Discrete Subgraph Sampling for Interpretable Graph based Visual Question Answering
Pascal Tilli, Ngoc Thang Vu
TL;DR
This work addresses the need for intrinsically interpretable graph-based visual question answering by introducing discrete subgraph sampling as explanations. It integrates multiple sampling methods—Aimle, Imle, Simple, and Gumbel Sub-ST—into a gvqa system that uses CLIP-based embeddings and fixed subgraph size, and it evaluates performance on GQA using accuracy and token co-occurrence metrics (At-coo and Qt-coo), complemented by a human study. The results show that Aimle and Simple achieve strong accuracy with high explanatory co-occurrences, while Gumbel SoftSub-ST underperforms unless carefully tuned; human preferences align with At-coo/Qt-coo rankings, validating these metrics as interpretable proxies. Overall, the paper provides a principled comparison and practical guidance for selecting intrinsic subgraph sampling methods to balance interpretability and predictive performance in multimodal reasoning tasks.
Abstract
Explainable artificial intelligence (XAI) aims to make machine learning models more transparent. While many approaches focus on generating explanations post-hoc, interpretable approaches, which generate the explanations intrinsically alongside the predictions, are relatively rare.

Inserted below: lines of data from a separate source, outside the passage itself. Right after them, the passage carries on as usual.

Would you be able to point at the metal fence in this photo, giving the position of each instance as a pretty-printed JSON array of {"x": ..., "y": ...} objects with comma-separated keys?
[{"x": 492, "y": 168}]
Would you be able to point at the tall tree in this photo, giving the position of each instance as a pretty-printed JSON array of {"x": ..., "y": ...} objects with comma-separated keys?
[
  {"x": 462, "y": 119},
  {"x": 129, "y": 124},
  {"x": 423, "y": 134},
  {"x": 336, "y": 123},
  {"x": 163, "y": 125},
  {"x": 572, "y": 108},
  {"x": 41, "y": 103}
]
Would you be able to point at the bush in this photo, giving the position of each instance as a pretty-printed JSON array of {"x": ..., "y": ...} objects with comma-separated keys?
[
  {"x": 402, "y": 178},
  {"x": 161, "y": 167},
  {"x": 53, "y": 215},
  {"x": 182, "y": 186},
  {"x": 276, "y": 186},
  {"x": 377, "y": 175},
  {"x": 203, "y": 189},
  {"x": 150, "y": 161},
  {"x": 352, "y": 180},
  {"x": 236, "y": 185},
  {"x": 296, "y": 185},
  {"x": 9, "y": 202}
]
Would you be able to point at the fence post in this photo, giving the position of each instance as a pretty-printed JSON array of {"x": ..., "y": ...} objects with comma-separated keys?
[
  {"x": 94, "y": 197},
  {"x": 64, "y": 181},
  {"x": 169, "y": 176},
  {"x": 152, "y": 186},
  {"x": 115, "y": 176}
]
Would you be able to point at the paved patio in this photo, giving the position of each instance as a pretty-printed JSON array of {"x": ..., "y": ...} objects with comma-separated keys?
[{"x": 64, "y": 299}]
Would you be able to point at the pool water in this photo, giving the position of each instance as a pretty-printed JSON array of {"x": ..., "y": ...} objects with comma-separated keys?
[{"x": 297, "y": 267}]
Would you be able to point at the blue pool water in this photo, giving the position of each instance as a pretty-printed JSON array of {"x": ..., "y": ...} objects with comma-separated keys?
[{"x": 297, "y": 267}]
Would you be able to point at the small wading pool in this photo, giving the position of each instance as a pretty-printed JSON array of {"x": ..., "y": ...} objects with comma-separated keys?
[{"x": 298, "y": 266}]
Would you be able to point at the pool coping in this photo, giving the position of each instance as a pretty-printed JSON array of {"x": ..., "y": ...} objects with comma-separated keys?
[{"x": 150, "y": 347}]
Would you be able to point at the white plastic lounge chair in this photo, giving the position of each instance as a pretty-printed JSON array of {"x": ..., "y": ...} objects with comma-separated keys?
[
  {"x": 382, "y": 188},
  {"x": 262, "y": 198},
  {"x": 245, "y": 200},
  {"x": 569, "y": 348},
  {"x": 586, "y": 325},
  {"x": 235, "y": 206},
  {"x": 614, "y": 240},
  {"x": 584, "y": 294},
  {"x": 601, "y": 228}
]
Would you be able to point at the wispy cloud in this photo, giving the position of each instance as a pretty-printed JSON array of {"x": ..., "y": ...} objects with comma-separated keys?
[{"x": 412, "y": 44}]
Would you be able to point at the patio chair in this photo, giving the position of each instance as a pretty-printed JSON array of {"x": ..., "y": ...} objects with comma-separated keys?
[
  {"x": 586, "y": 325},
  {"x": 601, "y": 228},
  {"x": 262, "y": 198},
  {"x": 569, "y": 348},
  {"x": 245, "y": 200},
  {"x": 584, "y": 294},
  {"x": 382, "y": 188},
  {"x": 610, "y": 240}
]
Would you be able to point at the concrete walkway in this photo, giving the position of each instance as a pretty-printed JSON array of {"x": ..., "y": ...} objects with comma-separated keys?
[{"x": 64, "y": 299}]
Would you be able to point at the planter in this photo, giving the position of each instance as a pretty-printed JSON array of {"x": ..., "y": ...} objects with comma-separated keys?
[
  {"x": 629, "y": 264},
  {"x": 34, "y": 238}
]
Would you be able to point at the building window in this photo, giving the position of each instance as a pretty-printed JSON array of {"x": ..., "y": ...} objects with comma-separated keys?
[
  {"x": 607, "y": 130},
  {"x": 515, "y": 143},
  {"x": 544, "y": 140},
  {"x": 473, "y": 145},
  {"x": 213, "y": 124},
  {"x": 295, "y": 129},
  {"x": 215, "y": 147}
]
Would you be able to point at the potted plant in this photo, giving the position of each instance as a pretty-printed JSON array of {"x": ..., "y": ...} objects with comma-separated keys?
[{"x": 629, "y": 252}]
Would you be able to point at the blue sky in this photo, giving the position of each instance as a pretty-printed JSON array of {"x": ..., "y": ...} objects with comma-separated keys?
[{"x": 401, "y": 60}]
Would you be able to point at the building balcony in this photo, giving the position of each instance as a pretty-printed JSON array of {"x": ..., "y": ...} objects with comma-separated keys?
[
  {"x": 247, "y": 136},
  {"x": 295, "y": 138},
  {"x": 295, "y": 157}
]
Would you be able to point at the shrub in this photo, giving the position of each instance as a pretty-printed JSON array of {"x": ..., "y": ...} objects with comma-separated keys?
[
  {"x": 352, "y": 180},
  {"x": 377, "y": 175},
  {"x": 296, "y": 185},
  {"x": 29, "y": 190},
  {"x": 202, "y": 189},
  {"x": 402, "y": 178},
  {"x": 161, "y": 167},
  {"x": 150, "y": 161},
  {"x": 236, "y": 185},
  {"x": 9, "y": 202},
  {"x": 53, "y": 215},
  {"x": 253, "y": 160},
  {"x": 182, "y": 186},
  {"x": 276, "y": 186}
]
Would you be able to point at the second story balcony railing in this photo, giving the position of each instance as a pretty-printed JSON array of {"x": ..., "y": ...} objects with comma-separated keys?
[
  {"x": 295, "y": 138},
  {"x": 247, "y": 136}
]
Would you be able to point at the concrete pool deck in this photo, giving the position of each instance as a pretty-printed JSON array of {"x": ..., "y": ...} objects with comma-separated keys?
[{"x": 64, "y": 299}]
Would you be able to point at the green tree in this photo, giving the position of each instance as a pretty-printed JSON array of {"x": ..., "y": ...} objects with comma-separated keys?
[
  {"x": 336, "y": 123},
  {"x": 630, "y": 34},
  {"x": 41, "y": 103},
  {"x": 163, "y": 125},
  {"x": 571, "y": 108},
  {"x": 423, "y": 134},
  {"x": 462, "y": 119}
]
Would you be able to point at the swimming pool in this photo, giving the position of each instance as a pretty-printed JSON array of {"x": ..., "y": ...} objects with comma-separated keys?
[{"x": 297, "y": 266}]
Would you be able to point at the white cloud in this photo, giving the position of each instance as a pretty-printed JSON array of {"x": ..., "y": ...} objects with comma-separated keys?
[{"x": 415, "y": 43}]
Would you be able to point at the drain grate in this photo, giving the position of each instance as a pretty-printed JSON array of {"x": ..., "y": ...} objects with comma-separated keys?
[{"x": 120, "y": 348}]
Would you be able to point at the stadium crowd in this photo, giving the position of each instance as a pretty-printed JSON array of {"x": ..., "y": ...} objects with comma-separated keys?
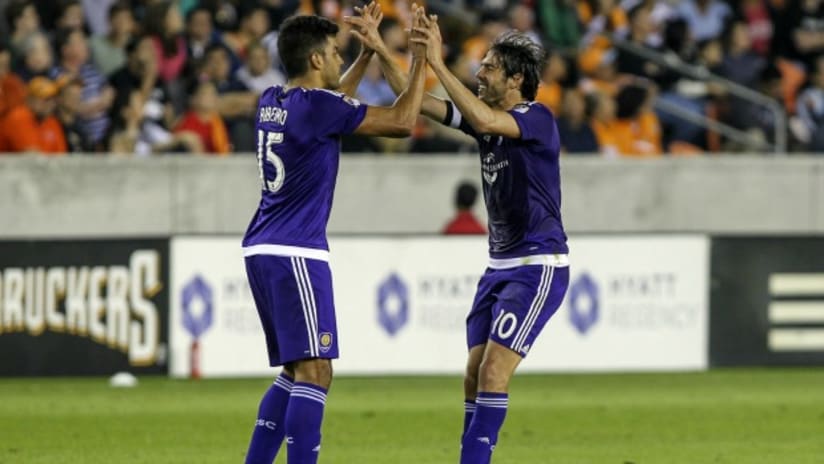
[{"x": 148, "y": 77}]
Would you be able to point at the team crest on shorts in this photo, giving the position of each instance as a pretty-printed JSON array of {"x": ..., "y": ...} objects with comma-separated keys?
[{"x": 325, "y": 341}]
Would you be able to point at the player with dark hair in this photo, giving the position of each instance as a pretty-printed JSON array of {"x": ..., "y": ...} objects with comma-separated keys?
[
  {"x": 299, "y": 126},
  {"x": 528, "y": 271}
]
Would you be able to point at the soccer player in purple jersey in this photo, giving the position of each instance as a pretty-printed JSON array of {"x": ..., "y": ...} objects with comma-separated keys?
[
  {"x": 528, "y": 270},
  {"x": 299, "y": 126}
]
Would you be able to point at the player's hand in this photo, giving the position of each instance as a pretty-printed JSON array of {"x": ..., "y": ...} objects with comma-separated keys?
[
  {"x": 417, "y": 43},
  {"x": 365, "y": 26},
  {"x": 429, "y": 34}
]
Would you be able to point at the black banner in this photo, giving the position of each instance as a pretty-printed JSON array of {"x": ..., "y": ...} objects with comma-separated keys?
[
  {"x": 83, "y": 307},
  {"x": 767, "y": 301}
]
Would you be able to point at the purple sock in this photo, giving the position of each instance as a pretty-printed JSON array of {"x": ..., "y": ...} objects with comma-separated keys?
[
  {"x": 304, "y": 417},
  {"x": 482, "y": 435},
  {"x": 469, "y": 411},
  {"x": 270, "y": 427}
]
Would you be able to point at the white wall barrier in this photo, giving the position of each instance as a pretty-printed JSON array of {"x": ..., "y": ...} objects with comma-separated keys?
[{"x": 635, "y": 303}]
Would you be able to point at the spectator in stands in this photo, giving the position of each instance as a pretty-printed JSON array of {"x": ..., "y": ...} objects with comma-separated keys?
[
  {"x": 32, "y": 127},
  {"x": 601, "y": 69},
  {"x": 574, "y": 129},
  {"x": 602, "y": 18},
  {"x": 636, "y": 127},
  {"x": 550, "y": 91},
  {"x": 200, "y": 32},
  {"x": 36, "y": 57},
  {"x": 109, "y": 51},
  {"x": 659, "y": 12},
  {"x": 140, "y": 73},
  {"x": 97, "y": 15},
  {"x": 69, "y": 15},
  {"x": 164, "y": 25},
  {"x": 756, "y": 16},
  {"x": 12, "y": 88},
  {"x": 132, "y": 133},
  {"x": 69, "y": 103},
  {"x": 236, "y": 104},
  {"x": 464, "y": 222},
  {"x": 641, "y": 27},
  {"x": 559, "y": 22},
  {"x": 98, "y": 96},
  {"x": 257, "y": 74},
  {"x": 706, "y": 18},
  {"x": 475, "y": 47},
  {"x": 743, "y": 66},
  {"x": 807, "y": 27},
  {"x": 522, "y": 18},
  {"x": 811, "y": 110},
  {"x": 603, "y": 123},
  {"x": 252, "y": 26},
  {"x": 23, "y": 20},
  {"x": 679, "y": 48},
  {"x": 204, "y": 120}
]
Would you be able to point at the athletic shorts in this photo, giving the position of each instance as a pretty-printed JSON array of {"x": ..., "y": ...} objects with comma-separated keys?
[
  {"x": 512, "y": 305},
  {"x": 294, "y": 301}
]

In this work, we integrate different discrete subset sampling methods into a graph-based visual question answering system to compare their effectiveness in generating interpretable explanatory subgraphs intrinsically. We evaluate the methods on the GQA dataset and show that the integrated methods effectively mitigate the performance trade-off between interpretability and answer accuracy, while also achieving strong co-occurrences between answer and question tokens. Furthermore, we conduct a human evaluation to assess the interpretability of the generated subgraphs using a comparative setting with the extended Bradley-Terry model, showing that the answer and question token co-occurrence metrics strongly correlate with human preferences. Our source code is publicly available.